I don't think Lexus want to sell LFA's, they want to show that they can build a supercar that they can associate with cheaper models for the masses and break into performance car market typically held by German and Italian manufacturers. (i.e. this car has the same brakes as an LFA etc.) I think they lost their footing when they stopped building things like Supra's. The IS-F demonstrated that they could 'mass' produce these cars, but it hardly set the world alight as it was just another Lexus with a bigger engine. BMW can get away with this kind of thing because of the 'mystique' of the M badge and the reputation/legend generated by the 'M' division 30 (?) years ago (guessing)


----------



## cwinter (Feb 3, 2009)

xrated335 said:


> I don't think Lexus want to sell LFA's, they want to show that they can build a supercar that they can associate with cheaper models for the masses and break into performance car market typically held by German and Italian manufacturers. (i.e. this car has the same brakes as an LFA etc.) I think they lost their footing when they stopped building things like Supra's. The IS-F demonstrated that they could 'mass' produce these cars, but it hardly set the world alight as it was just another Lexus with a bigger engine. BMW can get away with this kind of thing because of the 'mystique' of the M badge and the reputation/legend generated by the 'M' division 30 (?) years ago (guessing)


+1, I'll sign off on that.

The LFA is priced so it stands out and it has enough bells and whistles to stand out. Nobody with a sane mind would spend that much money on a Lexus LFA, unless they'd just wanted another car in their garage, and some will want to have another supercar in their garage.


----------



## swartzentruber (Sep 29, 2008)

I'll have to agree with many of the comments above. The projected pricing is insane, and given the high cost, I can't imagine it will do that much for their image, since so few will be sold. Because it was so long in development, many parts are already dated (I've already read comments the transmission is not up to par). It's kind of ugly, and if I really wanted a Japanese supercar, I'd go for the GTR (heck, at that price, you could have 2 of the GTR R models). There's nothing really notable about it, to make it stand out, other than the fact that it's a Lexus, and maybe the extensive use of cf. Any collector who buys one is IMO insane, as I can't imagine it ever being a desired collectors car. I'm sure a new Supra would do a whole lot more for their image than this.


----------



## BlindGoldfish (Apr 27, 2009)

I agree that this car was, as they stated, an engineer's "wet dream." It was basically Toyota's way of spending billions on R/D, which I'm sure they will use, but to have something fun come out of it that will hopefully help boost [create] an image of them providing a sports car.


----------



## EnterTheDragon (Sep 7, 2009)

If they wanted it as a showcase for new technology or bring prestige to the brand, it will take a lot more than a high price tag to do that. Honda tried it with the NSX in 1990, and while the NSX did bring a lot of buzz to Acura/Honda for a couple of years, it quickly waned. After a few years Honda gave up on improving the NSX and it languished. Lexus will need to continually update the LFA to prevent this from happening. Given that these projects are big money-losers, I wonder if Toyota will have the backbone to keep updating a money-losing car every 5 years, especially if the economy remains poor.

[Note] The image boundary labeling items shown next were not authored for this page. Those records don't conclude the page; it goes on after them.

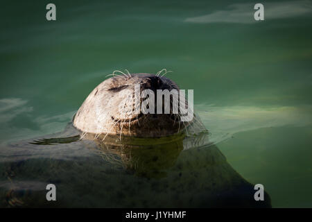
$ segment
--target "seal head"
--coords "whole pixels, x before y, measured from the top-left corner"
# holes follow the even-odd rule
[[[135,112],[136,85],[140,85],[140,94],[144,89],[152,90],[155,96],[157,89],[179,90],[173,81],[164,76],[150,74],[114,76],[90,93],[76,114],[73,126],[88,133],[159,137],[180,133],[189,124],[181,121],[179,114],[173,113],[172,105],[168,114]],[[141,104],[144,99],[139,99]]]

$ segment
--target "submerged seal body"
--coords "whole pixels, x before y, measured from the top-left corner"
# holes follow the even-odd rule
[[[179,90],[173,81],[164,76],[150,74],[114,76],[90,93],[76,114],[73,126],[96,135],[159,137],[178,133],[189,125],[190,122],[181,121],[180,116],[173,114],[172,108],[167,114],[136,113],[132,103],[135,85],[139,85],[141,92],[149,89],[155,94],[157,89]]]

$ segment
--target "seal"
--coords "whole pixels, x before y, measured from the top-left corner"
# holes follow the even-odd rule
[[[113,75],[89,94],[73,117],[73,126],[83,133],[96,135],[159,137],[183,132],[191,123],[182,121],[180,114],[173,113],[172,105],[167,114],[135,112],[132,99],[136,85],[140,85],[140,93],[145,89],[155,94],[157,89],[179,90],[175,83],[159,74]],[[173,104],[172,98],[170,103]]]

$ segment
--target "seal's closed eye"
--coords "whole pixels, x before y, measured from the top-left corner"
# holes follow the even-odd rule
[[[121,85],[121,86],[119,86],[116,87],[112,87],[112,88],[108,89],[108,91],[112,91],[112,92],[119,92],[123,89],[125,89],[128,87],[128,85]]]

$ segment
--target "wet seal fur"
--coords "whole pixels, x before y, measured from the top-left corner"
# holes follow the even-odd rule
[[[127,103],[134,97],[135,84],[140,85],[140,93],[151,89],[156,95],[157,89],[179,90],[177,85],[165,76],[150,74],[114,75],[90,93],[74,117],[73,126],[83,133],[96,135],[160,137],[182,132],[191,123],[181,121],[179,114],[172,113],[172,108],[170,114],[144,114],[121,108],[131,105]]]

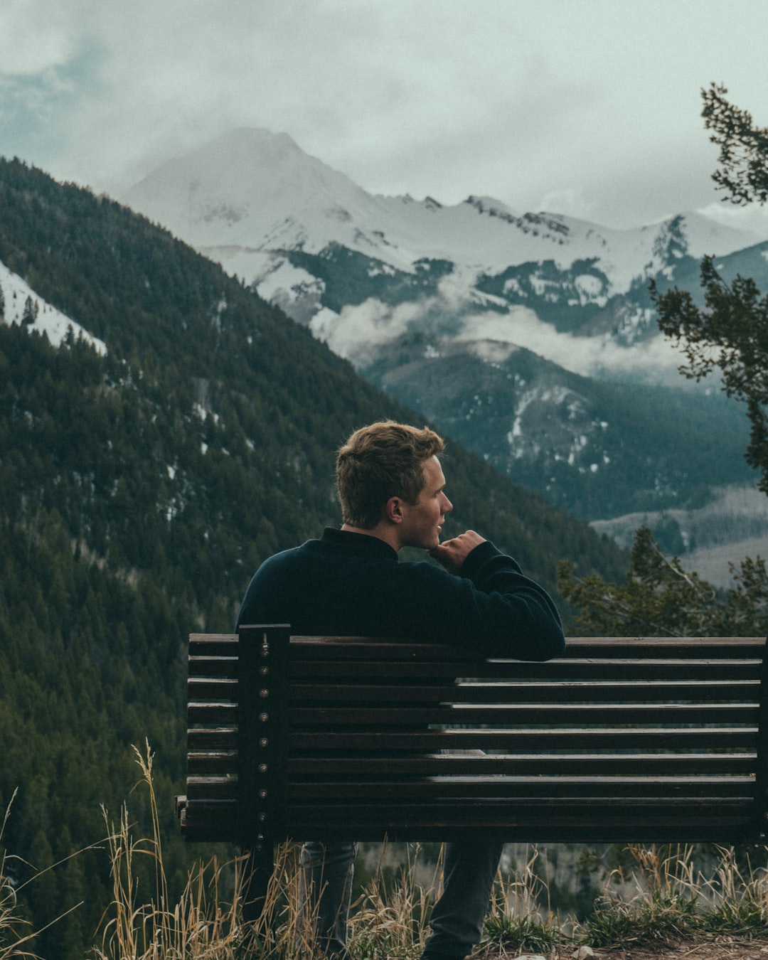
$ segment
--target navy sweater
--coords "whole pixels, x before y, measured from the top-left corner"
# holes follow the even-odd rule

Also look at the GTR. After 1 year of hot sales, they are now selling under MSRP. It's really hard to survive in the exotic segment. That's why Bugatti went out of business, same with Aston, and Ferrari and Lambo are owned by larger companies.


----------



## Mk23 (May 12, 2008)

Also, in case no one saw the lap around Top Gear's track it ended up being slower than a Z06 but faster than a Gallardo.


----------



## buckybadger (Dec 21, 2008)

I agree the car is just ridiculously expensive but as an engineering exercise it is an epic achievement for Lexus. Even after working on it for 9 years, they still couldn't showcase and emulate Bugatti. So for Lexus alone this might be great success engineering-wise but when you look at the broad horizon of lunatic-experimental-supercars, the Bugatti is still in a different league :thumbup:


----------



## BlindGoldfish (Apr 27, 2009)

EnterTheDragon said:


> If they wanted it as a showcase for new technology or bring prestige to the brand, it will take a lot more than a high price tag to do that. Honda tried it with the NSX in 1990, and while the NSX did bring a lot of buzz to Acura/Honda for a couple of years, it quickly waned. After a few years Honda gave up on improving the NSX and it languished.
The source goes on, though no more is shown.